Освобождение крепостных было необходимой отправной точкой масштабных преобразований в устройстве империи. Император Александр не отступил перед решением этой задачи. Были приняты основополагающие принципы [этого] нового правового устройства, о чем я сообщал г-ну Тувенелю. Реализация этих принципов осуществляется безостановочно. Проект, относящийся к провинциальным учреждениям, уже подготовлен; одновременно ведется работа по организации нового муниципального устройства (т. е. земства. – П.Ч.) на всей территории империи. Готовится крупная реформа финансовой системы. Водочный откуп, начиная с 1 января с.г., был заменен акцизным сбором, и уже полученные результаты дают основание предвидеть возрастание доходов [казны] вместо привычного дефицита, ожидавшегося, по меньшей мере, в этом году.
Таков, господин министр, самый общий итог реформ, предпринятых императором Александром. Они обещают его огромной империи результаты, превосходящие [по значению] последствия всех завоеваний, и будут способствовать возрастанию ее мощи и процветания»[401]401
ААЕ. Correspondance politique. Russie. Vol. 230. Fol. 180 verso – 182 recto. Монтебелло – Друэн де Люису, 10 марта 1862 г.
[Закрыть]. <…>
* * *
Как показывает изучение сообщений посольства Франции из Петербурга о подготовке и реализации крестьянской реформы 1861 года, французские дипломаты однозначно положительно восприняли реформаторские начинания Александра II. Первое время они, вместе с просвещенной частью русского общества, находились в состоянии эйфории под впечатлением от Манифеста 19 февраля. Однако вскоре, под влиянием многочисленных выступлений обманувшихся в своих ожиданиях (т. е. передачи им помещичьих земель) крестьян, первоначальный восторг сменился у французских политических наблюдателей серьезными сомнениями относительно того, что Россия благополучно выйдет из реформы. Им стало даже казаться, что Российской империи грозят гибельные социальные потрясения. Успешное в целом завершение в феврале 1863 г. двухлетнего переходного периода в реализации реформы вновь придало оценкам французов утраченный, было, оптимизм. Начиная с марта 1863 г., во французском посольстве на берегу Невы возобладает мнение о том, что Россия все же сумеет благополучно пройти между Сциллой реформ и Харибдой революционного взрыва. В конечном итоге они придут к выводу, что, задуманные и осуществляемые Александром II реформы выводят Россию на новые, перспективные рубежи исторического развития, на путь дальнейшей ее европеизации.

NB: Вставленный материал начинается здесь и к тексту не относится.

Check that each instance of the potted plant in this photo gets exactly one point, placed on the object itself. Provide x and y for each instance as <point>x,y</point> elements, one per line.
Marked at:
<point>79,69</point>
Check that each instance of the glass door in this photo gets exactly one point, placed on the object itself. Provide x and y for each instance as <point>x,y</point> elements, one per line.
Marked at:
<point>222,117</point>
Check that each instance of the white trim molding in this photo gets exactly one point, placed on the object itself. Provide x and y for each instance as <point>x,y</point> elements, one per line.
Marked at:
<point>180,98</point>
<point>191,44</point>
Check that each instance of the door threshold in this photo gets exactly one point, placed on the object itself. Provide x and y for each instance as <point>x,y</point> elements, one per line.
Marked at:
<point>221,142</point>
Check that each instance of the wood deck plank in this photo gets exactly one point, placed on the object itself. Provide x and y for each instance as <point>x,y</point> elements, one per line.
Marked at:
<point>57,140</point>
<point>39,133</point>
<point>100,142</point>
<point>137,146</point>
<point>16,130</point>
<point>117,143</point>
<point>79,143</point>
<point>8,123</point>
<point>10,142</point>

Может возникнуть закономерный вопрос о том, каким представлялось французским дипломатам будущее России после завершения всех реформ, задуманных Александром II? Видели ли они ее полноценным, с точки зрения создаваемых политических и гражданских институтов, государством, гармонично вписавшимся в европейский контекст? Или полагали, что, как и при Петре Великом, реформы будут решать, прежде всего, задачи укрепления военно-политической мощи России путем ее модернизации?
Имеющиеся в нашем распоряжении доклады и донесения французских дипломатов за период 1856–1863 годы не дают однозначного ответа на этот вопрос. Думается, что в своих прогнозах дипломаты исходили из обоих вариантов и не спешили отдать предпочтение одному из них. Быть может, более определенный ответ можно найти в аналогичных документах за последующие годы. В конце концов, крестьянская реформа была лишь первым шагом на пути задуманных преобразований. Безусловно, восстание в Польше в 1863 году и его жестокое подавление, становление земства и суда присяжных, претендовавших на независимость от исполнительной власти, наконец, нарастание революционного движения в самой России и череда покушений на жизнь Александра II, предопределившие приостановку и свертывание реформ, вносили серьезные коррективы в видение российских реалий из окон французского посольства в Петербурге.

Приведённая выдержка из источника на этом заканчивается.